Major employers in my home state—I mentioned Adelaide, Brighton and Nyrstar at Port Pirie, which is a very significant lead smelter that my family has been very connected to through the Broken Hill North Mine. My grandfather was a mining engineer and had capital works there before and after the Second World War. All that lead goes to Port Pirie. The member for Braddon would know well that the zinc from there goes to Tasmania. These are exciting businesses that are very successful employers, and we want to keep them here in this country. We don't want to send that oxide off to be processed somewhere else because those businesses are being told, 'You're not welcome in Australia and we're going to put a huge tax on you and penalise you until you leave.'

Some people feel good that the accounting trickery of this shows a reduction in Australia's emissions. But when that is at the expense of a greater increase somewhere else and, at the same time, the loss of Australian jobs, then it's a completely unacceptable path to take.

The government, at times, like to talk about an orderly transition towards net zero by 2050. Sometimes they have arguments with members in this House, particularly from the Greens party, about the pace in which they're moving. This is the most frightening element of all the things they're proposing: de-industrialising our country. When those jobs are gone—they've been pretty important to our economy for a long time. We wouldn't be much of an economy if those sorts of industries weren't the backbone, as they have been for decades—in fact, centuries in the case of some of these complex mining and mineral processes. It's happened across the country and it's one of our great endowments and one of our great assets as a nation—the mineral wealth we've got and the industrial opportunities that raw material provides to our economy.

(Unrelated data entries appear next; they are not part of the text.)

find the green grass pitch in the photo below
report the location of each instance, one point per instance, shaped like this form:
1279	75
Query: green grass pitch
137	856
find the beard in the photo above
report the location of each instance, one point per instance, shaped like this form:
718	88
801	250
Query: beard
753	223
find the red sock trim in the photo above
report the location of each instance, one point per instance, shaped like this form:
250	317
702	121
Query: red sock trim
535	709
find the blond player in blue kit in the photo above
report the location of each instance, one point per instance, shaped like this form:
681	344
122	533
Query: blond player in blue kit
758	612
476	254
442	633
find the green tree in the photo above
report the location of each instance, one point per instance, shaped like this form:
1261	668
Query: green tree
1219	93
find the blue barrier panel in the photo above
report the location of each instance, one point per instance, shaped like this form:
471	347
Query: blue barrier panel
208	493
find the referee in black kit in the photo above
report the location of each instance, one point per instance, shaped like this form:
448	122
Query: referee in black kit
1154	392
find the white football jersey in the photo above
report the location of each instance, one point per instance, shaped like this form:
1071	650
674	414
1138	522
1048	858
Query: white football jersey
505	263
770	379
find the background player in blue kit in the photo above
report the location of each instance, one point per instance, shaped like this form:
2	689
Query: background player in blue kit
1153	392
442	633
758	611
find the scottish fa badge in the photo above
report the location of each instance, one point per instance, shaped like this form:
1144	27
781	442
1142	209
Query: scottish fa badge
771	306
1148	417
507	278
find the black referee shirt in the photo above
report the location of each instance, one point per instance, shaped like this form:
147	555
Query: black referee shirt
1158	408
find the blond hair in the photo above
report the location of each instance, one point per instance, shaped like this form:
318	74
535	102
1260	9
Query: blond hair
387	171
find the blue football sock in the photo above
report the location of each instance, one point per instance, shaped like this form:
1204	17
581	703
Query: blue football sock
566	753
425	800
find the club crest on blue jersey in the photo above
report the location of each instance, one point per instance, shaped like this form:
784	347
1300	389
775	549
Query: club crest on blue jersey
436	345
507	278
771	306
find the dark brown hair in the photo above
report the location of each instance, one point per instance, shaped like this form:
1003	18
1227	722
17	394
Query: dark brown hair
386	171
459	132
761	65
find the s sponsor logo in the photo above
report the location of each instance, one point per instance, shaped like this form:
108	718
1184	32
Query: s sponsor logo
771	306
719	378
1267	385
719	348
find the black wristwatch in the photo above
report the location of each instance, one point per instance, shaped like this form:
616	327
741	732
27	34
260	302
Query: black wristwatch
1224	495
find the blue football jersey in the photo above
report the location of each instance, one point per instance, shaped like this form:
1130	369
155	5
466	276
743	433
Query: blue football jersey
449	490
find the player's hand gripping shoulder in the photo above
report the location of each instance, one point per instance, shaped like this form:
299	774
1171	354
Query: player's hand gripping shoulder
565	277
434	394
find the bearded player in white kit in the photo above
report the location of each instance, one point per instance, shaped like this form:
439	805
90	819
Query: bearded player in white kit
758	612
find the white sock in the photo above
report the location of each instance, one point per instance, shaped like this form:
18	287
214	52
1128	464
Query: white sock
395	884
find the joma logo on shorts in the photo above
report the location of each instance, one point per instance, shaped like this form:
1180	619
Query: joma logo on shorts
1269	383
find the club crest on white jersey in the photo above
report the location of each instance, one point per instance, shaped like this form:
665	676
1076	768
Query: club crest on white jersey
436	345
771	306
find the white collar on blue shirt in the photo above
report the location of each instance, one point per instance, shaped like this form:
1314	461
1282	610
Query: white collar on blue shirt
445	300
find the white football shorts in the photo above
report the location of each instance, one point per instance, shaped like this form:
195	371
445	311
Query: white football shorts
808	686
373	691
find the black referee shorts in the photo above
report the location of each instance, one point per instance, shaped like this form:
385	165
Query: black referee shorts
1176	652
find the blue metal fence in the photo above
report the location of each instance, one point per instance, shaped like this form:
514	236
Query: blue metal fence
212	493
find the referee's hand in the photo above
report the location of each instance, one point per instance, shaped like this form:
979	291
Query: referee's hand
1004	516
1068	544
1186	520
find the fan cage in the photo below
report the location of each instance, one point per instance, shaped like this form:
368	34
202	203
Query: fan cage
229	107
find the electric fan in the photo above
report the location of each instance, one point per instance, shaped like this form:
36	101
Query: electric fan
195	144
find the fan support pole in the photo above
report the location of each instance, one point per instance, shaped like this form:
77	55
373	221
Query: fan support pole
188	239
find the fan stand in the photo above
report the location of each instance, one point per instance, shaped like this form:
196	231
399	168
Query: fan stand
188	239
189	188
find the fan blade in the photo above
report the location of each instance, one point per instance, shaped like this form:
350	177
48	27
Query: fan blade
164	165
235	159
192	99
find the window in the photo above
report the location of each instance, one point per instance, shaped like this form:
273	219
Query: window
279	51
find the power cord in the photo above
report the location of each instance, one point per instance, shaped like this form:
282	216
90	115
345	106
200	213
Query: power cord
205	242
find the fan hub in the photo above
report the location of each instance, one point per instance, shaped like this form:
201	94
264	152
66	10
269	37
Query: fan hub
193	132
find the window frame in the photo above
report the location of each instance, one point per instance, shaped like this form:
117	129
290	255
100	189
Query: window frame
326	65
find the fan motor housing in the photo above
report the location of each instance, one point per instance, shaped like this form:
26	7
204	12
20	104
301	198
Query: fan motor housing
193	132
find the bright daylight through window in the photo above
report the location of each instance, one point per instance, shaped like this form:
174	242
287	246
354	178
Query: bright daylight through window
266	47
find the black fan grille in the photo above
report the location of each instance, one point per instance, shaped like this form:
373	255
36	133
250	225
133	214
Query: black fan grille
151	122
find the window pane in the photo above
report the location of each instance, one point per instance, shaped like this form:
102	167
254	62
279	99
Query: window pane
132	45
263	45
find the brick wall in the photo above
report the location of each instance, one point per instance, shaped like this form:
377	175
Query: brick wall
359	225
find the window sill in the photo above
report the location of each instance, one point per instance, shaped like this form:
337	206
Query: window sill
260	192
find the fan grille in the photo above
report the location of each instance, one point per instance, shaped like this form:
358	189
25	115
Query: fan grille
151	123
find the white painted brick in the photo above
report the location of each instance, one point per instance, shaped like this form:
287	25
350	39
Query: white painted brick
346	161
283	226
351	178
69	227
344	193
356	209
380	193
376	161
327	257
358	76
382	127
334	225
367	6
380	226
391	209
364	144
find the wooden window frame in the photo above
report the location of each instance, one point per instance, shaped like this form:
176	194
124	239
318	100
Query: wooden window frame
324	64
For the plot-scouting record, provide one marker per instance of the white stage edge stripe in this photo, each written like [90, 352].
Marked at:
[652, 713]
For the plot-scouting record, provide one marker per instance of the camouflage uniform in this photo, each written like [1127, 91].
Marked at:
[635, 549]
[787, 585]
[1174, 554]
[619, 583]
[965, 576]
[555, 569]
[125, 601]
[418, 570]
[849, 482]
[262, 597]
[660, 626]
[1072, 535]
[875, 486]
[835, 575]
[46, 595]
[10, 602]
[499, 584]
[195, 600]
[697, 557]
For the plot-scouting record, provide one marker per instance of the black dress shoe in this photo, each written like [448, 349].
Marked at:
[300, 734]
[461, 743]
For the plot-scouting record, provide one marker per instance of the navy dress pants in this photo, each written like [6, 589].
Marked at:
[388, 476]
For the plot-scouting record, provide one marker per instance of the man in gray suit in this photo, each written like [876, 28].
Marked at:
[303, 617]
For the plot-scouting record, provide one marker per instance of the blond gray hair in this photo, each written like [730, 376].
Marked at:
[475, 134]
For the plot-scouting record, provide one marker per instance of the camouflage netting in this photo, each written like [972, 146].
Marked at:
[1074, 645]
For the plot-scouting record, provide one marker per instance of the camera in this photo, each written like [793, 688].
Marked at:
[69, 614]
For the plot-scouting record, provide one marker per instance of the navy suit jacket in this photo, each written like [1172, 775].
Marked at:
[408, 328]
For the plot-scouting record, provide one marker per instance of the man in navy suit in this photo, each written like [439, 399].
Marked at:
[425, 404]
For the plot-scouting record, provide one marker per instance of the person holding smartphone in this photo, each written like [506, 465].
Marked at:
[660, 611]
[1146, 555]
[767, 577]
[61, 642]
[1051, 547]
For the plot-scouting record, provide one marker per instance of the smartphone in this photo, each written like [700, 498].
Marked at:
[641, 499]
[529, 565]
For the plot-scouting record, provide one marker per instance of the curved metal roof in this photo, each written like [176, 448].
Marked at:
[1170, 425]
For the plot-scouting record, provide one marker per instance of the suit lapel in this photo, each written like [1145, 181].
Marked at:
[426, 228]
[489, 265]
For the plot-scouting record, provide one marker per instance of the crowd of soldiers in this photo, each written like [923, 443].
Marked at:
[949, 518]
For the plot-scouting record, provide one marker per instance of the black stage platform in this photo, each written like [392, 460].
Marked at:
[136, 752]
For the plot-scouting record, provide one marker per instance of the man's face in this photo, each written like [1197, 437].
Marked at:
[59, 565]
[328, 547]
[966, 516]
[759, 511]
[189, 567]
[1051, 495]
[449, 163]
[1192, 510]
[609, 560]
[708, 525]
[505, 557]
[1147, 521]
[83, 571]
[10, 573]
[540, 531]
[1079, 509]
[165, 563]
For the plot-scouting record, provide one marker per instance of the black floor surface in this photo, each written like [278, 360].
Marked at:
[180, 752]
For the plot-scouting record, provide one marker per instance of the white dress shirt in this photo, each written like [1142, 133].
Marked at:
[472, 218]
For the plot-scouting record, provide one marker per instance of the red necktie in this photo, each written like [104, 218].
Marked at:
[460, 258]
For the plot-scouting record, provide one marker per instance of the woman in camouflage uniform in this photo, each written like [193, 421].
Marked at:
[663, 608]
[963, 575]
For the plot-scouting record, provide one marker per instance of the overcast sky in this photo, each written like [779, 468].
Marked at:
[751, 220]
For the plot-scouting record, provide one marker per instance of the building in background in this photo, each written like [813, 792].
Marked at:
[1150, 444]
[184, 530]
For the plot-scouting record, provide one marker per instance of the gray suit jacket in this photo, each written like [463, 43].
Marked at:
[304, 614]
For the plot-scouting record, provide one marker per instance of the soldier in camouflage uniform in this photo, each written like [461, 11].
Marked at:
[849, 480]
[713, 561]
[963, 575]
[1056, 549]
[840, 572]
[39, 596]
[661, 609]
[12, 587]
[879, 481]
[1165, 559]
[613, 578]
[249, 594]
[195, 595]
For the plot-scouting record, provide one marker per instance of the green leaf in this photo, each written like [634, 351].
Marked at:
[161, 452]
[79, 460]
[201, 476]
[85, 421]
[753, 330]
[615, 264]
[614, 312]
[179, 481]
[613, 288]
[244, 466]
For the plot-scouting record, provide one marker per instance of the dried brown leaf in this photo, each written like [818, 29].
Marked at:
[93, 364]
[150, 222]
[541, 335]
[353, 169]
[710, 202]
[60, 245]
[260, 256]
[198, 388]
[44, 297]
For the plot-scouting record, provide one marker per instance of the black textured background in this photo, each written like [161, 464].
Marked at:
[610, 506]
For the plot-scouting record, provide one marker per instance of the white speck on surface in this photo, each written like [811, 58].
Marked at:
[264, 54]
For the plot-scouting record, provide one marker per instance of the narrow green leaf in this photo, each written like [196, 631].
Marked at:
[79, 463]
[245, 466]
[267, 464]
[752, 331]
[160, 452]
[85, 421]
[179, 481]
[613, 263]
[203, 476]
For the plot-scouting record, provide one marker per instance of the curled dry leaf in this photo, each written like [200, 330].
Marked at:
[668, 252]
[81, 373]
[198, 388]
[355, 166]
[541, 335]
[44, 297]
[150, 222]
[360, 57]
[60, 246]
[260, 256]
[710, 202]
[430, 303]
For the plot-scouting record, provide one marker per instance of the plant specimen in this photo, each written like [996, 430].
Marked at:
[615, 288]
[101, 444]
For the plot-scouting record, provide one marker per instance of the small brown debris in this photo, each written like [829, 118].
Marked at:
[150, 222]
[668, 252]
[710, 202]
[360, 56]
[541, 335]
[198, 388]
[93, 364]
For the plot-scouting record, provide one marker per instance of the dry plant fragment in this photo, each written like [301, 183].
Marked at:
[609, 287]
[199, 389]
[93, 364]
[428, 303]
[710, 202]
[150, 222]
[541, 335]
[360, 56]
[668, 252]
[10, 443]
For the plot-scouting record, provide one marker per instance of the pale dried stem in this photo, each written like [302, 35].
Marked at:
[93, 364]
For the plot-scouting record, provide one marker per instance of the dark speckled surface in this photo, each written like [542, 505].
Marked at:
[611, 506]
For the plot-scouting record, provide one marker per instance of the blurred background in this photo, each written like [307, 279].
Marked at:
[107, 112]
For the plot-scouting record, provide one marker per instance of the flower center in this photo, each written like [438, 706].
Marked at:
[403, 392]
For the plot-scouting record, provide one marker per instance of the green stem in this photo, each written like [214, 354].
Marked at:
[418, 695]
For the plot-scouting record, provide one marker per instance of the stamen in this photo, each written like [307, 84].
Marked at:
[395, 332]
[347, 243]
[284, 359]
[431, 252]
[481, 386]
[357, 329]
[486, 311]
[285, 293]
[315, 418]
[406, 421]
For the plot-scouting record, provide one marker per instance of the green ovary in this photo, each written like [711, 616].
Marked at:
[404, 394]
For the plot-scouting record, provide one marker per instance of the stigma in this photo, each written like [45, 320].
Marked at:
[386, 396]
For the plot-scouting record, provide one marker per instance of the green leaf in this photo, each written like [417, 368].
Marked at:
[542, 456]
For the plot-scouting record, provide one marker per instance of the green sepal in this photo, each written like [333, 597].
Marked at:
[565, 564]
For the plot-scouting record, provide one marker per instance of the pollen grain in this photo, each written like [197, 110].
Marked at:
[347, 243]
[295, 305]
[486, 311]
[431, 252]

Regrettably, here in 2023, we are faced with the prospect that the government of this country, for the first time ever, is turning its back on that industry and saying: 'We don't want you anymore. We don't want those jobs in our economy. Instead we'd like someone else to have them.' It's disguised by this ludicrous proposition of reducing emissions when emissions will go up if this policy succeeds. If that production leaves this country, which is comparatively a much lower carbon intense economy, with much higher standards across the board environmentally and the like, and we move that production—which will still happen. The rest of the planet won't say, 'Now we want less steel and less cement and aluminium and less copper and less minerals'; in fact, hilariously, the transition to net zero needs a lot more minerals and metals to facilitate it. But we are, in essence, saying we don't want those industries here in Australia. In the coalition, we have to stand up against that. We have to stand up for those industries, for their value to our economy, for the fact that it is more environmentally friendly for those industries to continue on and succeed and thrive in this economy than in someone else's. We cannot and will not stay silent and fail to call out the perverseness of what is being proposed here—that is, that we say we want to de-industrialise elements of our economy, lose jobs and, at the same time, increase global carbon emissions, and put ourselves in a position where we are turning our back on the sovereign capabilities and sovereign industries that have been vital to the growth of our economy and to the security of our economy into the future and where we're now happy to be completely reliant on 100 per cent imports of all kinds of vitally important product that we currently proudly make in this country.

To the workers that will lose their jobs in these industries: in the coalition, we stand up for you, we back you and we are proud of the contribution you make to our economy. You're not doing anything wrong. You've got nothing to be embarrassed about. In fact, we appreciate you and what you're doing to create wealth and to grow the standard of living in our economy. We regret that we've got a government that holds a different view, but we will do all we can to support you. Fundamental to that is us opposing this bill.